How to avoid getting blocked while web scraping

You have built your own web crawler and it works perfectly, well the few times you tested it but when the bot starts scraping on a large scale, it is likely to get blocked unless you have accounted fo

By Admin @June, 10 2021

how to avoid getting blocked while web scraping

Introduction

You built your own web crawler and it works perfectly.

At least, it does when you test it.

But then you run it on a large scale, and your bot gets blocked.

What’s going on? And how can you stop this from happening?

 

Behind the Curtain

Websites are hosted on servers, and every time a user opens a website, a certain amount of server resources like RAM, CPU, I/O speed, and bandwidth get used:

  • A CPU is the “brain” of the computer responsible for executing programs and performing necessary calculations
  • RAM specifies how much information can be read for processing by the CPU at a particular time
  • I/O speed determines how fast data can get written and read from disks
  • Bandwidth is how much data can get transferred to or from the server at a time.

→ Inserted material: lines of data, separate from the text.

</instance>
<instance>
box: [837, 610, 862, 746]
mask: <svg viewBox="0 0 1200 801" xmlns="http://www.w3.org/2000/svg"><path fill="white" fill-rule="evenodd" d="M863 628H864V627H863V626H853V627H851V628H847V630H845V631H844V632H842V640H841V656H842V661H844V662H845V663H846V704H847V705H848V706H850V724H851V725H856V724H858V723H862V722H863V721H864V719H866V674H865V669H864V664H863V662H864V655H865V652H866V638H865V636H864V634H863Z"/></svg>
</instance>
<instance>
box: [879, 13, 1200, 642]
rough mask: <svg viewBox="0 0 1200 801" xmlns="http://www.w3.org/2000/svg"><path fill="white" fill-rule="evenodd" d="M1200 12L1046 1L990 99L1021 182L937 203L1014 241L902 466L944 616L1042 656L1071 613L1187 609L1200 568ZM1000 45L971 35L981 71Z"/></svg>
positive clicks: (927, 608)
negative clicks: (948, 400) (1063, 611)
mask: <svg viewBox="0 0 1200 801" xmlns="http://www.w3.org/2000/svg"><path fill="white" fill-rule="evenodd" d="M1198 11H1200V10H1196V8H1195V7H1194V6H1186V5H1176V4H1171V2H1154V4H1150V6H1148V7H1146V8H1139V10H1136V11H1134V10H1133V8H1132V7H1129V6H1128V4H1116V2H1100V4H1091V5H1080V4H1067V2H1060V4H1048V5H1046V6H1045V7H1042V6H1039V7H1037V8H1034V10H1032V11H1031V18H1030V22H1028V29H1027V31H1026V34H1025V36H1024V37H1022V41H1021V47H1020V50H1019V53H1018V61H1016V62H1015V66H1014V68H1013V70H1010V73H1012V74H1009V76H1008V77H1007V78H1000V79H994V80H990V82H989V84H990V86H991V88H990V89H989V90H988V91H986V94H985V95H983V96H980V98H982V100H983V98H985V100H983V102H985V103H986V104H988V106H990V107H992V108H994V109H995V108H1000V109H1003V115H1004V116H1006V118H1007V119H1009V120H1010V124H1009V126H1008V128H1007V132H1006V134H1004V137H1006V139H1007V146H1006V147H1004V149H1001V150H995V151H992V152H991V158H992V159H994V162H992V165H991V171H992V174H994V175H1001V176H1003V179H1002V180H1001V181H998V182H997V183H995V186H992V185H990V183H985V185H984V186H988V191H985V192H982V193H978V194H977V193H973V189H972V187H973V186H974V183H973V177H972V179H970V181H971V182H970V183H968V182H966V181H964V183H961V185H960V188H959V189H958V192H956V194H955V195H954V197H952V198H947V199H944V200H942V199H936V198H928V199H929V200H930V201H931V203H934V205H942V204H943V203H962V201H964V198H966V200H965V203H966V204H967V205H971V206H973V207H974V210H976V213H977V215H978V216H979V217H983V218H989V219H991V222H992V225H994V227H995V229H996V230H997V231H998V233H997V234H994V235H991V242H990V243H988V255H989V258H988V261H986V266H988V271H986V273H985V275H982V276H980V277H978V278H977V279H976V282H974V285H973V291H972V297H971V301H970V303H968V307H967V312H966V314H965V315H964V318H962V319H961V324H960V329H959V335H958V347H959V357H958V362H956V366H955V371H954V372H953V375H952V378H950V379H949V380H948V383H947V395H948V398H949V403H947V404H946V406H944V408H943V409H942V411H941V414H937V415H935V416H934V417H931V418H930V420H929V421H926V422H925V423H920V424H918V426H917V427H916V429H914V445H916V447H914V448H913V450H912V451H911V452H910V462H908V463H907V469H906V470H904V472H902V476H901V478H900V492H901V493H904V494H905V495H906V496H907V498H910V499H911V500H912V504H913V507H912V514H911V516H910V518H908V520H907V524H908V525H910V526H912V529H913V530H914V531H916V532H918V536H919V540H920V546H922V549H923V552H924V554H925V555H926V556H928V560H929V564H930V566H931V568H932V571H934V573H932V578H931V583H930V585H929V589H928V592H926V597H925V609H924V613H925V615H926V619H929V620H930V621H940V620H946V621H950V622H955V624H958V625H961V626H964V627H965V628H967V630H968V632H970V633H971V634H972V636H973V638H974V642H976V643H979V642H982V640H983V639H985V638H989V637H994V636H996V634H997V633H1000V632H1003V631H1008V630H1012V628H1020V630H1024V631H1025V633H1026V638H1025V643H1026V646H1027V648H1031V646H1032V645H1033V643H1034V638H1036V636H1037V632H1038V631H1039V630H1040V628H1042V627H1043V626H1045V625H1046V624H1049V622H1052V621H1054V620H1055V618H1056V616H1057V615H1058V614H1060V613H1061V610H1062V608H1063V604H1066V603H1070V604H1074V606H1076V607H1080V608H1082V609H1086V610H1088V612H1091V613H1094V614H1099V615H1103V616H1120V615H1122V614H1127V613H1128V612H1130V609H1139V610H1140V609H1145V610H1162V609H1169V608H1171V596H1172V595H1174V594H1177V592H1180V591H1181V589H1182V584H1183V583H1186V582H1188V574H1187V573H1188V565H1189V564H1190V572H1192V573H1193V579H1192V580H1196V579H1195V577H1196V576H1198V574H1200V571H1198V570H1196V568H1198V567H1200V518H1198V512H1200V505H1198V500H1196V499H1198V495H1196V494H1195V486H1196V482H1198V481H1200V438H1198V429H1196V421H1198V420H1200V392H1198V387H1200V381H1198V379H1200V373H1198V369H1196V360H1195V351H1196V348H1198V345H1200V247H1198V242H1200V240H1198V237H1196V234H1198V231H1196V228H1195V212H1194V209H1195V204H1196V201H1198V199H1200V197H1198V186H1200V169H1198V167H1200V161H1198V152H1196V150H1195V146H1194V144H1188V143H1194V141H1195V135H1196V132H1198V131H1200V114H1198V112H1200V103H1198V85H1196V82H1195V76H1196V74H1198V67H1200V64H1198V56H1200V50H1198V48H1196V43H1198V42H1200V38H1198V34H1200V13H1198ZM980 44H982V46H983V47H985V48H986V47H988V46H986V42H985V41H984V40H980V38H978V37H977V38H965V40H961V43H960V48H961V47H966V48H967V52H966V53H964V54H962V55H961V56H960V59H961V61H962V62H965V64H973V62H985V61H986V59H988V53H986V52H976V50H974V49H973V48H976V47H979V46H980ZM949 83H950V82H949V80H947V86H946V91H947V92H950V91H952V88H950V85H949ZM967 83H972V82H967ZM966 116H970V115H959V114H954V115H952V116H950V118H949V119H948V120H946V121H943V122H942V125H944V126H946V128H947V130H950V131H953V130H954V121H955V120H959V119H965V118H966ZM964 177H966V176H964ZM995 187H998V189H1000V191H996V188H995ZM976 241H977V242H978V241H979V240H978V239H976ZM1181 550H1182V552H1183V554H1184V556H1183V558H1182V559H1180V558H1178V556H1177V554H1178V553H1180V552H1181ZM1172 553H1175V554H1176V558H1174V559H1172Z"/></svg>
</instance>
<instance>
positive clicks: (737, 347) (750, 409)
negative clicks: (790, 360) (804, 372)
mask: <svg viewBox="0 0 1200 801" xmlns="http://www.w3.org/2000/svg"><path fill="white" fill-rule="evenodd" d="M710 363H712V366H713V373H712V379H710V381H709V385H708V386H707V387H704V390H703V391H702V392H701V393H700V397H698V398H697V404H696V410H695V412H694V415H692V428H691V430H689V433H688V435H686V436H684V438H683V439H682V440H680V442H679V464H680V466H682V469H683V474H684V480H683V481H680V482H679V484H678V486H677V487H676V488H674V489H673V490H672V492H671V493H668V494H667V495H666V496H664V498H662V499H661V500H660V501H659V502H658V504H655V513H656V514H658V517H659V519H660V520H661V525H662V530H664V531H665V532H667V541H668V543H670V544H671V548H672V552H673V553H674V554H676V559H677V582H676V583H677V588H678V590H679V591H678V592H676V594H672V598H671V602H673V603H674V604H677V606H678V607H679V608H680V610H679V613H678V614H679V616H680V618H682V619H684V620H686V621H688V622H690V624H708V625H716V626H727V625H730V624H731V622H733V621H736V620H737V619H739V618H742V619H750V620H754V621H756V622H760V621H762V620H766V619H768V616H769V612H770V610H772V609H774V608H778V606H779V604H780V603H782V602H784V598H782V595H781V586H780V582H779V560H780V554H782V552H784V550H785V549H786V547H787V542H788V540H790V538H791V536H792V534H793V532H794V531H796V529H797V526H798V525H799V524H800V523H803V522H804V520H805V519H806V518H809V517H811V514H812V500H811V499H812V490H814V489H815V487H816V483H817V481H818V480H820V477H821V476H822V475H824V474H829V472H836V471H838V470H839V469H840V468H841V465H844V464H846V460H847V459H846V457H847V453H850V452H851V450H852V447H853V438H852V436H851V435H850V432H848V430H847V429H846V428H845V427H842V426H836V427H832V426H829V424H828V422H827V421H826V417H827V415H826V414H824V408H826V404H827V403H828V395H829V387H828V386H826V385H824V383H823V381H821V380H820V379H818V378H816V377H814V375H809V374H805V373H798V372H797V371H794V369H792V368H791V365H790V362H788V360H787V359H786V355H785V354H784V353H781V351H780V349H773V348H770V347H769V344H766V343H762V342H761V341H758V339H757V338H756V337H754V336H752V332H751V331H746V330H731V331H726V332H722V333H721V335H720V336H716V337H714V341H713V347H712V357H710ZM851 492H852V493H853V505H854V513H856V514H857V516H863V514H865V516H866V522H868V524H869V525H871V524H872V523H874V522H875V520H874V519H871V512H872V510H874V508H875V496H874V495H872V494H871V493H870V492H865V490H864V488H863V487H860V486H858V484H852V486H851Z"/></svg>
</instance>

When many users open a website at one time, it can start to use up so many server resources that the website starts to slow down.

When a bot accesses a website to collect data, it also uses these server resources. If the bot accesses the website repeatedly in a short period of time, it may overload the server’s resources and the server might stop responding.

Obviously, those responsible for server up-time don’t want this to happen, so they have created ways to identify and block web crawlers, while letting real human users through to their sites. One of the ways they do this is called Captcha. You have definitely seen a website with this protection when have to click the little box that says you are a human or pick bicycles or boats in a bunch of blurry photos.

So, the key is to convince the server your bot is a human so it will let you through to the website.

 

The basic rule is: Always browse like a human user would and you should never be blocked.

 

How to Make Your Scraper Look Human

Don’t worry, you don’t need to use wigs and makeup on your bot.

Instead, you need to mimic human browsing behaviour.

Here are some ways humans typically use the web:

  1. They do not break the rules
  2. They do not surf too fast
  3. They do not have only one pattern of browsing
  4. They do not interact with the invisible parts of a web page
  5. They use browsers
  6. They are able to solve captchas
  7. They save and use cookies

 

In the rest of this guide, we show you how to crawl responsibly by having your scraper emulate human behaviour (which we recommend).

We also give some tips about how you can crawl irresponsibly and still get away with it (but don’t tell anyone we told you this or we’ll deny it).

 

Crawl Responsibly

 

1. Try to play by the rules

Respect websites and their rules. When you don’t play by a site’s rules, you risk being blocked really fast.

You can do this by viewing the target website’s robots.txt file and teaching your scraper to understand and crawl only the allowed content.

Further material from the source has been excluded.